‘The river’s tale’: archaeology on the Thames foreshore in Greater London


Nathalie Cohen and Eliott Wragg with Jon Cotton and Gustav Milne


The River Thames foreshore – London’s longest open-air archaeological site – provides evidence for past environments and structures from prehistory to the present, from fish traps to ferry points, barges to bridges. An army of dedicated volunteers working across Greater London with MOLA’s flagship community archaeology project, the Thames Discovery Programme, and its predecessor, the Thames Archaeological Survey, record the fast-changing archaeology of the capital’s beaches, before it is washed away forever. Their work is presented here in a book which celebrates the history of the Thames.

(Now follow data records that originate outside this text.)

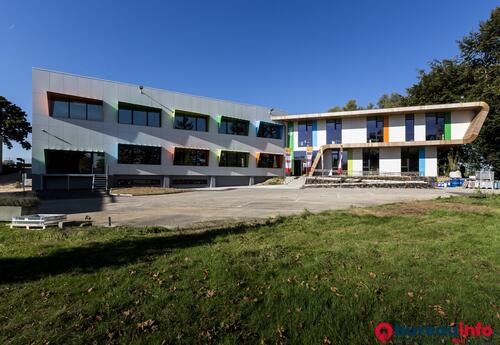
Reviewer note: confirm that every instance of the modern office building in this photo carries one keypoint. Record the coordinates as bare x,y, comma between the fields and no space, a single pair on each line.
92,133
394,141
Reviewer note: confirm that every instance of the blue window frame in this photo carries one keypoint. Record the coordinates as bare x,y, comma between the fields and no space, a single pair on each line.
305,133
410,127
334,132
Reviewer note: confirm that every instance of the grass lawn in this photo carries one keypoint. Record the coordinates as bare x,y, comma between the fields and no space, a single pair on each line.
310,279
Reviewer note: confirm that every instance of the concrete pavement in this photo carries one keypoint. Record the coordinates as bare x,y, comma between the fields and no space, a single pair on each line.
203,207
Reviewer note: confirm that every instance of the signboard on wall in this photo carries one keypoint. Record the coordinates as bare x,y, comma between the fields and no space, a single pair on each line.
309,156
288,160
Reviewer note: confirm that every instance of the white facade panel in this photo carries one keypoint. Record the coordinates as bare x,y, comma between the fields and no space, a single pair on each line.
397,131
431,168
390,160
419,127
354,130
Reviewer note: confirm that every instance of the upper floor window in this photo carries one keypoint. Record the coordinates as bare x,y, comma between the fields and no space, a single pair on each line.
375,129
73,107
133,114
74,162
409,127
138,154
269,130
334,131
233,159
191,121
229,125
186,156
434,126
270,160
305,133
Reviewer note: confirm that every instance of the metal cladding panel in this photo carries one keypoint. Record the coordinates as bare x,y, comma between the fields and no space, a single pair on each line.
460,122
354,130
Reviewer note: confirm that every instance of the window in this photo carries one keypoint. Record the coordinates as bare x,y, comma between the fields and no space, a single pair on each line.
434,126
191,121
269,130
140,182
73,107
184,156
370,160
233,159
74,162
269,160
334,132
136,154
305,133
409,159
410,127
133,114
375,129
335,160
233,126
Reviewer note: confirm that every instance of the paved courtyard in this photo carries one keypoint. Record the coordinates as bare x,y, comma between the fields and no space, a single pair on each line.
201,207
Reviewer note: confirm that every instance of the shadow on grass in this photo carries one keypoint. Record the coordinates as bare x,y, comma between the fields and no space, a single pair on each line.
90,258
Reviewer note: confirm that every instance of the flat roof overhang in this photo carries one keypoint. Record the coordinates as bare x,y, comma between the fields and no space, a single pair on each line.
477,106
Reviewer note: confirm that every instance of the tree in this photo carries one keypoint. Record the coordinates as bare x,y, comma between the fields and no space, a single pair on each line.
14,125
472,76
350,105
392,100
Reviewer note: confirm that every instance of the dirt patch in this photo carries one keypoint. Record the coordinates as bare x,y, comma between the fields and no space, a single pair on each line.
136,191
420,208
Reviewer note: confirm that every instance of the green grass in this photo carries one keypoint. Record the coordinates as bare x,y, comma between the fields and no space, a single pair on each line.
308,279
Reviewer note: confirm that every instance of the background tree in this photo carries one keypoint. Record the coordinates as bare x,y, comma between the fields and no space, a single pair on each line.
472,76
14,125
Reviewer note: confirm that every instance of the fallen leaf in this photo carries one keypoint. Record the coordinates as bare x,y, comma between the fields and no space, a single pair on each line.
148,325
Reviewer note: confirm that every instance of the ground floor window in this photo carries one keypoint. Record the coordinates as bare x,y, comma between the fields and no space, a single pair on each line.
195,157
74,162
233,159
335,160
187,181
131,182
370,160
409,159
138,154
269,160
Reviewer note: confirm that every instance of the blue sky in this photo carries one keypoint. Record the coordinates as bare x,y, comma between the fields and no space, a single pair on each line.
300,56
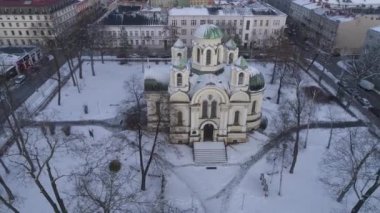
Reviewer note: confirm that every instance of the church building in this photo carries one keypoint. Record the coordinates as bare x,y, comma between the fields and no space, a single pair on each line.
212,96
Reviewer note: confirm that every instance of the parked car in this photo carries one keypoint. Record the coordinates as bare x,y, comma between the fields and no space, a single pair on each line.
20,79
364,102
366,85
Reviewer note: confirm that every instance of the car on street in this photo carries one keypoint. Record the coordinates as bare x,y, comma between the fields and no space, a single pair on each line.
364,102
20,79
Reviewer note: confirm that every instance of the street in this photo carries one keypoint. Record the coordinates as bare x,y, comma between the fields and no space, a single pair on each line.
33,81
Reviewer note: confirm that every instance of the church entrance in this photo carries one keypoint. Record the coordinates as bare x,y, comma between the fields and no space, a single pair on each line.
208,132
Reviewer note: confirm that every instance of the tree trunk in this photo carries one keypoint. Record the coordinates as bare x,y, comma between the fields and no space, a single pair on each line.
330,138
4,166
8,205
92,62
354,177
274,71
59,78
279,91
7,189
367,194
55,189
102,56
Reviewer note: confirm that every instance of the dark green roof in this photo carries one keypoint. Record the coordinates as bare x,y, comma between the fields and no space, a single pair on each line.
153,85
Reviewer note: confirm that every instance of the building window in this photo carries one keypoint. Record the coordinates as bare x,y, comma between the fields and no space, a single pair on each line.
236,118
179,79
158,107
241,78
230,58
198,55
208,57
213,109
253,111
179,118
204,109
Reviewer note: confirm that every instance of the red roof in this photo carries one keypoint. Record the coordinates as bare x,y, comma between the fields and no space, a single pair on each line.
27,3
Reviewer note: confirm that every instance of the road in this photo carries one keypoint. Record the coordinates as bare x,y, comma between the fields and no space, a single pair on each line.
33,81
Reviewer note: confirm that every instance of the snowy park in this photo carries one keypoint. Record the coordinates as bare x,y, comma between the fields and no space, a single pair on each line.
74,143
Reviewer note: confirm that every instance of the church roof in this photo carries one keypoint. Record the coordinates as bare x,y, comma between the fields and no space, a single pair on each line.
241,63
208,31
231,44
179,44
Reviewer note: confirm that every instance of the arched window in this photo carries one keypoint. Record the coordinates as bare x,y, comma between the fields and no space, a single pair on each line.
179,79
253,108
236,119
204,109
241,78
208,57
198,55
230,58
179,118
213,109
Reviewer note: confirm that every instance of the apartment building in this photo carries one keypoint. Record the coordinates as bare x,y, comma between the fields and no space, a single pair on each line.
335,28
135,27
372,38
26,22
250,26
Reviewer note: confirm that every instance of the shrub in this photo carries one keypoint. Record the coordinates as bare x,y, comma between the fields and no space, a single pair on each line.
114,166
85,109
52,129
66,130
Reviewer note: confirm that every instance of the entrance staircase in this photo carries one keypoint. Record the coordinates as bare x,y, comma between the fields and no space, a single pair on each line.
209,152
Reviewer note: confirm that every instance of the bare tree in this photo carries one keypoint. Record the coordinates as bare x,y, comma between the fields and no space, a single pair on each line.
297,110
366,66
134,87
102,187
368,193
354,158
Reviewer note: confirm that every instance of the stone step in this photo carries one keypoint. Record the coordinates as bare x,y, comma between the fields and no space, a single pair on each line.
210,152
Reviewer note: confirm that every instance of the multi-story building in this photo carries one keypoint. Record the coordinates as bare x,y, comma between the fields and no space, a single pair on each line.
250,26
372,38
135,27
335,28
283,5
31,22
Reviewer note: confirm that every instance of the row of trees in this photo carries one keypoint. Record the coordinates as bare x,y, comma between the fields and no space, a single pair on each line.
353,162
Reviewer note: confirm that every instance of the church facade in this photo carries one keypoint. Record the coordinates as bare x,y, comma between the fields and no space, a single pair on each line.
213,96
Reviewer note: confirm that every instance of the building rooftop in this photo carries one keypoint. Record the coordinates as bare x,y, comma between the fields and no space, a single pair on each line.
252,9
134,15
28,3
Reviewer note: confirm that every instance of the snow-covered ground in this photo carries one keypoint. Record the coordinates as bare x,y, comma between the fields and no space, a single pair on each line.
188,186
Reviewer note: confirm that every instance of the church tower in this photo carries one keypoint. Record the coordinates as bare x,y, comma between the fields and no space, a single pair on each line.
179,76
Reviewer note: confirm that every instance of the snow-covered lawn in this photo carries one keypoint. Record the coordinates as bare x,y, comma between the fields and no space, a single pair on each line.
103,93
188,186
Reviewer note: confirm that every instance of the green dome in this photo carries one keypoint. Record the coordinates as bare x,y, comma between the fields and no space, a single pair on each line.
256,82
208,31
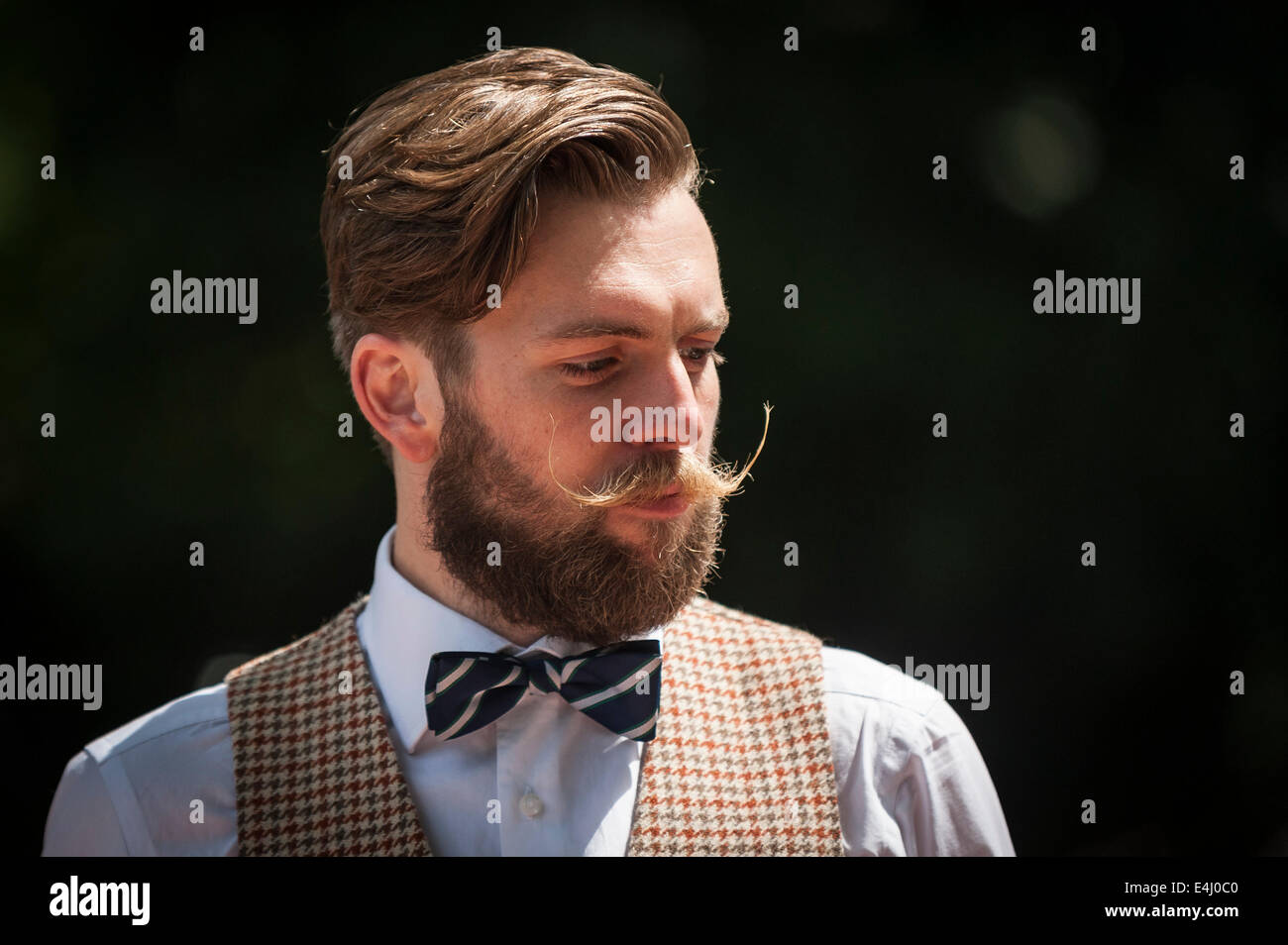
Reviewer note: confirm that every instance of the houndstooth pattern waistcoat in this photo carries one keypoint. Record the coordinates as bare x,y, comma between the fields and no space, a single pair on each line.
741,765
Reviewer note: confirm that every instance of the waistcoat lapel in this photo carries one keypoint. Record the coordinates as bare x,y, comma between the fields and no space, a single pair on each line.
741,765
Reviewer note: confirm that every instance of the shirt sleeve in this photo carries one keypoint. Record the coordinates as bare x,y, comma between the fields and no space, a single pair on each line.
915,783
82,820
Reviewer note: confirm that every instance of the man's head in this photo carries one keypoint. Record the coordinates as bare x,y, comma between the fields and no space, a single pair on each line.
482,338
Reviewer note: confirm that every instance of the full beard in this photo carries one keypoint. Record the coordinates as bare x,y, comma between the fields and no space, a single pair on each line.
559,570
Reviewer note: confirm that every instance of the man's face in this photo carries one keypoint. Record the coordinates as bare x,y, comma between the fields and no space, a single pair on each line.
612,304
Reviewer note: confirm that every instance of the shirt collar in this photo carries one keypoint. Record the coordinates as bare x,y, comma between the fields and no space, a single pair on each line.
402,627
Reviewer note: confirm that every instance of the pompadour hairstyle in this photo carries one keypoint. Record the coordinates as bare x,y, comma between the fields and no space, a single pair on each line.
443,194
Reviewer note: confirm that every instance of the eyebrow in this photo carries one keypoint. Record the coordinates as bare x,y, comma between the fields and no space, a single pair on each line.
600,327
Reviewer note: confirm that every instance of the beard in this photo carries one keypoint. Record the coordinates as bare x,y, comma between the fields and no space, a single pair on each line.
559,570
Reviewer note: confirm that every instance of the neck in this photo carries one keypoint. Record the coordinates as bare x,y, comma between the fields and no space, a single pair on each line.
424,570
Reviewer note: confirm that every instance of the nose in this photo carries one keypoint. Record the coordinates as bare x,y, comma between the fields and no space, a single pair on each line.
671,416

This book has been funded by Thames Clippers, the Port of London Authority and Tower Bridge and we would like to thank all of those organisations for their support.

MOLA 2017 ISBN 978-1-907586-45-3 Pb 116pp col ills throughout


This book is a lovely telling of the story of the river and its people, from the prehistoric rural communities living on its banks right up to the current community of archaeologists surrounded by a modern metropolis recording the very evidence of that long relationship.
Archaeology Ireland 2018

This nicely illustrated book is packed with information, and although aimed at the general reader, it is certain to appeal to all those interested in the history of London and the archaeology of riverine sites.